There are other rules. One that was much in vogue at one time, and is esteemed now by some good printers, makes the type page one-half more in length than its width. This rule is restricted in its application. It will not do for a quarto page, nor for a broad octavo. Another rule provides that the sum of the square inches on the back and top margins shall be one-half the sum of the square inches on the front and tail margins. This is difficult to apply in practice, for obvious reasons, except as a test to determine the correctness of margins already fixed.

The margins must be adjusted with the intent to make the two pages lying exposed to view properly harmonize with the book leaf, and adjust themselves to the tyrannical optical demands of the eyes of the reader. This requires a very strict and careful adherence to rules well understood by good printers, as well as a courageous disregard of those rules when the exigencies of the case demand it. There are many other things to consider. The general character and purpose of the book must be taken into account, the size of type, and whether it is to be leaded or set solid, the quality and weight of paper, etc. A bible, guide book, or directory, need not have wide margins, nor a book printed on small type and thin paper; and a book the type for which is not leaded should be given less margin than is allowed for a page of leaded type. While the same general scheme for margins is applicable to nearly all good books, of whatever shape and size, when the contents and object do not dominate the physical character, it is obvious that the dimensions cannot in all cases be fixed according to the same formulas. A quarto page must have wider margins than an octavo, but they must bear a like relative proportion to each other. A quarto page must be proportioned differently than an octavo; it must be shorter by about one-seventh.

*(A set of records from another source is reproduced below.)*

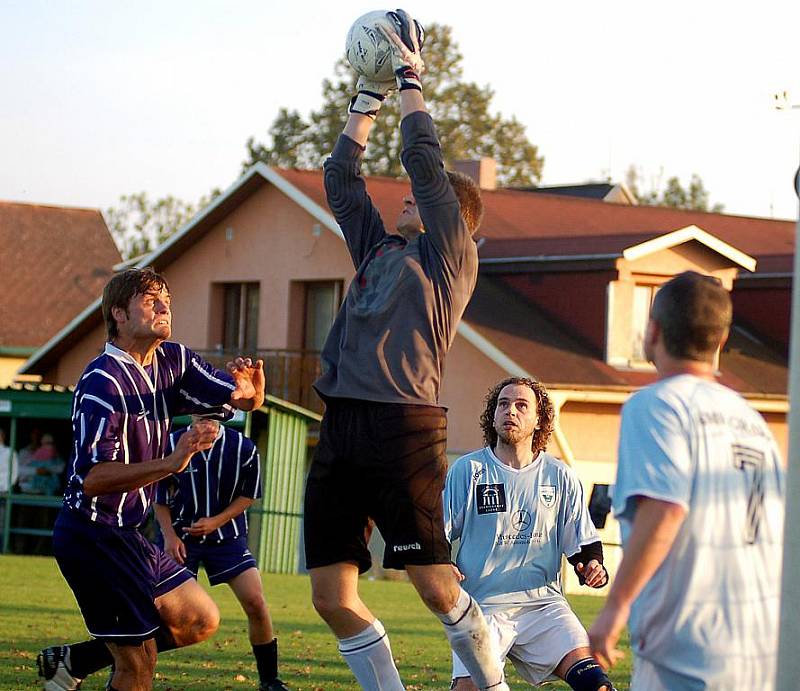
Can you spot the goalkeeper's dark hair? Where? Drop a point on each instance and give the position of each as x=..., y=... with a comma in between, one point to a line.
x=694, y=313
x=544, y=409
x=469, y=197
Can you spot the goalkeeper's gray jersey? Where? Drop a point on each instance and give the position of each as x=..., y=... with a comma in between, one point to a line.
x=711, y=609
x=514, y=525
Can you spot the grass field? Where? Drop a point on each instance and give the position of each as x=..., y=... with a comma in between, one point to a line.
x=37, y=609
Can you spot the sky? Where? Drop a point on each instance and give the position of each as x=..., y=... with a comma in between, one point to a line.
x=100, y=98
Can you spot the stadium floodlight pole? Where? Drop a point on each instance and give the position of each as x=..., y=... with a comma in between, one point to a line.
x=788, y=659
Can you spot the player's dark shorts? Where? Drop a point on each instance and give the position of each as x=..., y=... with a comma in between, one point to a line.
x=116, y=574
x=223, y=561
x=383, y=461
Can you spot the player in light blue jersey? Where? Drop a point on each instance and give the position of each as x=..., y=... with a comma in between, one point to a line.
x=516, y=510
x=202, y=512
x=700, y=500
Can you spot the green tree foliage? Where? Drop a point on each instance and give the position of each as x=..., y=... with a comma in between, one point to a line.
x=673, y=194
x=139, y=224
x=466, y=127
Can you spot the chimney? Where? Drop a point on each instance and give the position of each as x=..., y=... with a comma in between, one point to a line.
x=482, y=170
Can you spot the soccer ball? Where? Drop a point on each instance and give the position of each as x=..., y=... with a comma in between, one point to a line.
x=367, y=49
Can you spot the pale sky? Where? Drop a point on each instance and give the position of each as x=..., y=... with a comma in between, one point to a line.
x=100, y=98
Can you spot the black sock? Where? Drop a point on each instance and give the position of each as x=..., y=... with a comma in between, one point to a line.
x=266, y=659
x=88, y=657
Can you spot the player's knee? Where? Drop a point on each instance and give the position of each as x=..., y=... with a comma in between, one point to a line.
x=438, y=597
x=255, y=606
x=199, y=625
x=587, y=675
x=207, y=622
x=137, y=663
x=327, y=605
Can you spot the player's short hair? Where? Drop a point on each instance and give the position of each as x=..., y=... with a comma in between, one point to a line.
x=694, y=314
x=123, y=287
x=469, y=197
x=544, y=409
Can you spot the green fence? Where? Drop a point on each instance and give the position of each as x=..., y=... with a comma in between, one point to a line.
x=276, y=525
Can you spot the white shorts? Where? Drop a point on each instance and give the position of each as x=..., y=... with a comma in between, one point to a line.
x=534, y=637
x=747, y=674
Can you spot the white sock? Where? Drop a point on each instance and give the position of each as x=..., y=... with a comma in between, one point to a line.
x=469, y=638
x=369, y=657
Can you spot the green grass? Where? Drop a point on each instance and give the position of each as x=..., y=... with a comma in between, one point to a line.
x=37, y=609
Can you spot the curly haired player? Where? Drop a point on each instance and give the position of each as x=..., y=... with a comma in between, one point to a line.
x=516, y=509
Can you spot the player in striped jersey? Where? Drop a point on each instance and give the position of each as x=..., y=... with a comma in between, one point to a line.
x=700, y=498
x=516, y=510
x=202, y=512
x=135, y=599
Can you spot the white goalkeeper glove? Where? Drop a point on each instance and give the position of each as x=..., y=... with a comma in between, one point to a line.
x=370, y=96
x=406, y=36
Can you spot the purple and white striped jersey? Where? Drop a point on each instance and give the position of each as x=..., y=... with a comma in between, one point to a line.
x=210, y=483
x=121, y=413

The width of the margins must in some degree depend upon the amount of white in the page of type, upon the tone of the type page. This involves the character of the type face quite as much as the spacing and leading given it, as some type faces have such light lines as to give the page a very light tone, even when the type is set solid and the spacing is close, other types have such heavy lines as to demand wide spacing, leading, and wide margins, to bring the tone down to a proper degree of grayness.

Consideration of all these questions affecting the format, and especially the margins, of a proposed book lead to the conclusion that it is good practice to select the paper as the first step in the planning of a book that is intended to be made upon artistic lines, and upon this foundation to build the typography and the binding, according to the rules of harmony and of proportion.